What Bathsheba wants is, in the end, a moot point. The camera knows what it wants and what it wants is the good shepherd played by the greatest movie star Belgium has ever offered us. Schoenearts is irresistible to look at and the camera agrees, continually flattering him with intense closeups as he observes Bathsheba. We have no choice but to thank the filmmakers for so much of him but maybe the camera ought to give him a little space if this is meant to be Bathsheba's story and not his?

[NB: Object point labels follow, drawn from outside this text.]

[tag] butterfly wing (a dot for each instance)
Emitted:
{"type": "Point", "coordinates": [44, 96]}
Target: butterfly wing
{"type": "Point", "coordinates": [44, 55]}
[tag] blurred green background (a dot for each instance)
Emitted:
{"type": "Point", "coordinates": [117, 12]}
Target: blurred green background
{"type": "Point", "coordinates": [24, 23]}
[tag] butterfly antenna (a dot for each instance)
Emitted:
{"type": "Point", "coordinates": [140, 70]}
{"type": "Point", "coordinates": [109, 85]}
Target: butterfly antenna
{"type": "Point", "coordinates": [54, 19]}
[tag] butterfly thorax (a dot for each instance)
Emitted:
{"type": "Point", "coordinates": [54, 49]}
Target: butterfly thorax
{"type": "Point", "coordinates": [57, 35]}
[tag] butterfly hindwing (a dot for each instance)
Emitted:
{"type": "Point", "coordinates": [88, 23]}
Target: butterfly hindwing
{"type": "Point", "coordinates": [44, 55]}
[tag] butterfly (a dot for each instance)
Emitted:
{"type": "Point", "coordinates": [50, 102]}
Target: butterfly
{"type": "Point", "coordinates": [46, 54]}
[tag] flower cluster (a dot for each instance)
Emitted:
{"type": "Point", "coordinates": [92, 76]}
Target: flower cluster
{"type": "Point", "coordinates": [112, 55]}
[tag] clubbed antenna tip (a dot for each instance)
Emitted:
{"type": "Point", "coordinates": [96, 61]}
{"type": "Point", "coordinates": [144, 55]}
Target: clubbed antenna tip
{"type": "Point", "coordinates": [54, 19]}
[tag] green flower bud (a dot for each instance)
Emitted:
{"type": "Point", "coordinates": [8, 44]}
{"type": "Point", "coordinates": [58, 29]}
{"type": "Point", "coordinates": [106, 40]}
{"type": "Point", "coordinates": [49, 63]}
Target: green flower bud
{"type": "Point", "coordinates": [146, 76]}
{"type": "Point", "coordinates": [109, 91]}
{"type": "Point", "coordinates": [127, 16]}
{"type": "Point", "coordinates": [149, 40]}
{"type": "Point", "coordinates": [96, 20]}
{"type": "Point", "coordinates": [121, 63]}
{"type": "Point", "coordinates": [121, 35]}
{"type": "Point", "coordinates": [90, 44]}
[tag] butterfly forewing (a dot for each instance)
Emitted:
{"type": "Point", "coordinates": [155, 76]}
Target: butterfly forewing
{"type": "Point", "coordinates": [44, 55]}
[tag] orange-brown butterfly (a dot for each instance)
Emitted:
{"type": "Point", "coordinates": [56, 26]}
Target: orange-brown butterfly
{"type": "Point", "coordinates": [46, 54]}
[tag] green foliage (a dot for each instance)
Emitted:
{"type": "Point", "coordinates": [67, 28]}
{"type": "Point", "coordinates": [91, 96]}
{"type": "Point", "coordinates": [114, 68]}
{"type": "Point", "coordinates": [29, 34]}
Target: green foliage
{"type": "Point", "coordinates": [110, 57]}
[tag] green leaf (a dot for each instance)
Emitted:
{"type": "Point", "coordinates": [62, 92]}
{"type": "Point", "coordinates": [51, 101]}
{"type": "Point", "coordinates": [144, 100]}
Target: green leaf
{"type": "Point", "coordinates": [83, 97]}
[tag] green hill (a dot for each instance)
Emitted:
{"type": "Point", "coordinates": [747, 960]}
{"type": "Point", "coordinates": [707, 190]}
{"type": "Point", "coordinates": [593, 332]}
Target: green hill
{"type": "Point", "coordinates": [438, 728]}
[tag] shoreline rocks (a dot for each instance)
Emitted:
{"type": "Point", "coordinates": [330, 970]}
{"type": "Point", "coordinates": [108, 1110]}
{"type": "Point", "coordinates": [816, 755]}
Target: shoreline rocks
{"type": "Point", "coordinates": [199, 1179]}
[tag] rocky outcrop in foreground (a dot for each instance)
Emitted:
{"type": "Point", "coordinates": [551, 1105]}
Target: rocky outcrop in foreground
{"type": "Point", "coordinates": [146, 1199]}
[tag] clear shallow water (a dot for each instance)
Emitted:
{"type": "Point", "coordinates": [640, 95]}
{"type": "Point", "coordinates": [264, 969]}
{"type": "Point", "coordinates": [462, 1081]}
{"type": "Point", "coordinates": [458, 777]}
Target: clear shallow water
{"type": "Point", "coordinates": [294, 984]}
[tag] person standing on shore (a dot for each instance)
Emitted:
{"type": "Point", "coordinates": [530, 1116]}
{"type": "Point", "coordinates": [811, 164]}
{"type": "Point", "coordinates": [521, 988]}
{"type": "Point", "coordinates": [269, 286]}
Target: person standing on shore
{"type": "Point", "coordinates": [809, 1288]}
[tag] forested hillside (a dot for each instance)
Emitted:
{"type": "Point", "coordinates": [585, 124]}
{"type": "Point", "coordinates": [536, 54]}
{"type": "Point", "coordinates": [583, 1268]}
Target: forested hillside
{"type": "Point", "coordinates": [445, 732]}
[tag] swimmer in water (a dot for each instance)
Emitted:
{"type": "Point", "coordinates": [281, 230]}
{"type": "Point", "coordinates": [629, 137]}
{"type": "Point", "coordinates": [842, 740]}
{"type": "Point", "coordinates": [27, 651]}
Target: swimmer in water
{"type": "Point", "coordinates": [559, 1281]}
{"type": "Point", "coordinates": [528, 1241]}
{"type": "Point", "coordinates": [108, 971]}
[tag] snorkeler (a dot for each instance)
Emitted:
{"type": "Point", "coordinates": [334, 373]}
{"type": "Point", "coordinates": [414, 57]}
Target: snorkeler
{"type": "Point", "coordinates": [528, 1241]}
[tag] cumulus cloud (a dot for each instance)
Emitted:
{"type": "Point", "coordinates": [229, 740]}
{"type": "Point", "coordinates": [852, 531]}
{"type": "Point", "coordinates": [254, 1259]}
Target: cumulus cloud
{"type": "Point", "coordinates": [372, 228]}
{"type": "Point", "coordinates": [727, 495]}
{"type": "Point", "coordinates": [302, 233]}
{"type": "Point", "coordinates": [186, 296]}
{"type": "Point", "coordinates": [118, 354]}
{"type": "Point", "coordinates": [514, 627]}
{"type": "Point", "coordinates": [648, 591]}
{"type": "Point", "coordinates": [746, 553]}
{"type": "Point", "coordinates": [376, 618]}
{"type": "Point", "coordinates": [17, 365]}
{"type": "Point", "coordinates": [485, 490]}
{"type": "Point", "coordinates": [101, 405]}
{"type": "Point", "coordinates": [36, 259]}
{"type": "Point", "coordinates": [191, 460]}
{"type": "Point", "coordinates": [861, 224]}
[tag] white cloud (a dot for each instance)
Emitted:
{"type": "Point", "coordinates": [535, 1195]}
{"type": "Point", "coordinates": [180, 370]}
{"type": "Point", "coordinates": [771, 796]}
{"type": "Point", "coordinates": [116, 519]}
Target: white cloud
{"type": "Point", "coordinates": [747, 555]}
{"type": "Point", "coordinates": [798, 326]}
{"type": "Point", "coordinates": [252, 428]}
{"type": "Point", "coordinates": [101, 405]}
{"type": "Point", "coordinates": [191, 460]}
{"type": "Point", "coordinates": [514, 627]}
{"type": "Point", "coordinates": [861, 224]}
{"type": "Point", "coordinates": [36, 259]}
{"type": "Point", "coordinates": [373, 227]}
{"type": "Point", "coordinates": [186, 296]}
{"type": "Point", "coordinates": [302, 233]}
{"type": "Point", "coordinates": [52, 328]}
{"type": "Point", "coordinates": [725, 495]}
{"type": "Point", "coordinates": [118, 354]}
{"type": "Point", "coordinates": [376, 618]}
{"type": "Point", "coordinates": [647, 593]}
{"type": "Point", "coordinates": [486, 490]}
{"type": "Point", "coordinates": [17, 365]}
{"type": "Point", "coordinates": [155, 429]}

It's tough to imagine that the original film isn't more arousing or at least more empathetic to Bathsheba's wrongheaded sexual impulses. Sturridge does fine work as the despicable soldier but there have been few actors in history as combustible with their hard gaze as Terence Stamp in his prime. I mean he brought a whole family to their knees to carnally worship him in Teorema, did he not? The other problem could well be Mulligan's screen persona, which has never really hinted at true sexual wildness (the closest she's come is the mascara-streaked messed in Shame), but has always projected instead, something like sexual innocence and engaging intellect. Someone more carnally mysterious, like a -- well, like a Julie Christie -- might have been a better fit for the role.

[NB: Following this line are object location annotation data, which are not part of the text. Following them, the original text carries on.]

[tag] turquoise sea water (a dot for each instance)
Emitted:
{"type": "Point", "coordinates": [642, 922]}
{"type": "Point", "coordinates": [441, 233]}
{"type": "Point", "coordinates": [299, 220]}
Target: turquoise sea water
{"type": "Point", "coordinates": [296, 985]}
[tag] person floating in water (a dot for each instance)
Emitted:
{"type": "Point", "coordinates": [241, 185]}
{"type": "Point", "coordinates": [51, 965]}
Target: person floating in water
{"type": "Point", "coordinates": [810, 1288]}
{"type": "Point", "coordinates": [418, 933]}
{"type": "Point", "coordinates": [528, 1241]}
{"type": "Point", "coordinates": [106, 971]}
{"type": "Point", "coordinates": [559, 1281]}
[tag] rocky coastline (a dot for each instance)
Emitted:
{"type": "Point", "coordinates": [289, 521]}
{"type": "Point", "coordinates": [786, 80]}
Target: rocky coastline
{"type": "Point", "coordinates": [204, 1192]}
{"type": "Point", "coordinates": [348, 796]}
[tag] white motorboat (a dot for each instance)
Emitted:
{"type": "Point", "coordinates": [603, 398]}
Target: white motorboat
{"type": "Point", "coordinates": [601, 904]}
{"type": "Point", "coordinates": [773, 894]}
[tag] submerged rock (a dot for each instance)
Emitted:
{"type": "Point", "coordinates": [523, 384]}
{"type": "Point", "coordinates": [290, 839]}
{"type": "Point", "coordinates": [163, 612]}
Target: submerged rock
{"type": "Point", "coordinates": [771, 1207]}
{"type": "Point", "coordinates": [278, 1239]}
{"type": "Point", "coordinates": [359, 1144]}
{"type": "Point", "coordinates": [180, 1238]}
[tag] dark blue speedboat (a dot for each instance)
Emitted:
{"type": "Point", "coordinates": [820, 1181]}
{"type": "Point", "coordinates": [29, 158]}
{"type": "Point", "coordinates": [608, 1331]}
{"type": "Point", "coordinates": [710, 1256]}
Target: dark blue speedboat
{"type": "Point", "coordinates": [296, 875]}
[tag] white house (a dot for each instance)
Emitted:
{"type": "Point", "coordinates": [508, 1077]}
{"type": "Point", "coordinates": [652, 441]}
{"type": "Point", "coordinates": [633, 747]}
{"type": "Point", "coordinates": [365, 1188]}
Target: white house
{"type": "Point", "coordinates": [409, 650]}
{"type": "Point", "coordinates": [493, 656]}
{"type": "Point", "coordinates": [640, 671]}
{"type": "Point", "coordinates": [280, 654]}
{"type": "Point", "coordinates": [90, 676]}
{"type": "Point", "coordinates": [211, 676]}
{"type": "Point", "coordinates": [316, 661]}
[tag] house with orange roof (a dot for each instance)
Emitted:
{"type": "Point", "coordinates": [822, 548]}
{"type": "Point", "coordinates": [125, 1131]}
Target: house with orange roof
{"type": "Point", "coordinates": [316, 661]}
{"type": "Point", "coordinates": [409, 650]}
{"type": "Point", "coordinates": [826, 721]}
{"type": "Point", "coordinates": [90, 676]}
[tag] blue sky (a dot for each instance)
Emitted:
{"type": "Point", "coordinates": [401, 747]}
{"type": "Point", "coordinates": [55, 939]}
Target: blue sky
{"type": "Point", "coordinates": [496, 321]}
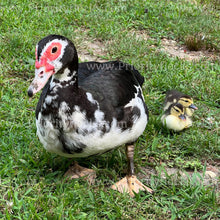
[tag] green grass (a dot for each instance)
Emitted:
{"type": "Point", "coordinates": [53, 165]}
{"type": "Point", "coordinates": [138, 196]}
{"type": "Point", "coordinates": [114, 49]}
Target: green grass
{"type": "Point", "coordinates": [31, 180]}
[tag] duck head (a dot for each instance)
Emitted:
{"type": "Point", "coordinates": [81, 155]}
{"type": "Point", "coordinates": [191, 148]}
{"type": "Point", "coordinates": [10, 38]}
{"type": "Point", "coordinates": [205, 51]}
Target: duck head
{"type": "Point", "coordinates": [55, 56]}
{"type": "Point", "coordinates": [187, 102]}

Such as it is then, Far From the Madding Crowd, is a mixed bag, but one that's easy to recommend. Even if Mulligan is wrong for the role, she's a wonderful actress. And, more generally speaking, it's a thoroughly enjoyable movie to sit through with fine acting, a lushly imagined farm estate, and beautiful costumes courtesy of the great Janet Patterson (The Piano, Peter Pan). Her work somehow grants the film a contemporary immediacy (love that maroon leather jacket on Bathsheba) without pulling us too anachronistically far from the period.
But the Madding Crowd story is more or less a waiting game. If it's meant to be a romantic tragedy, it doesn't work. It's more like romantic comedy in its absolute inevitability. Mr Oak is the only man for Bathsheba. He knows it. We know it. And the camera is drawing up wedding plans from the moment it first spots the dreamboat, tending to his sheep. When will smart but dim Bathsheba know it?
Grade: B
Oscar Chances: Fox Searchlight has carefully turned this one into a minor hit so perhaps it'll get an Oscar campaign at year's end?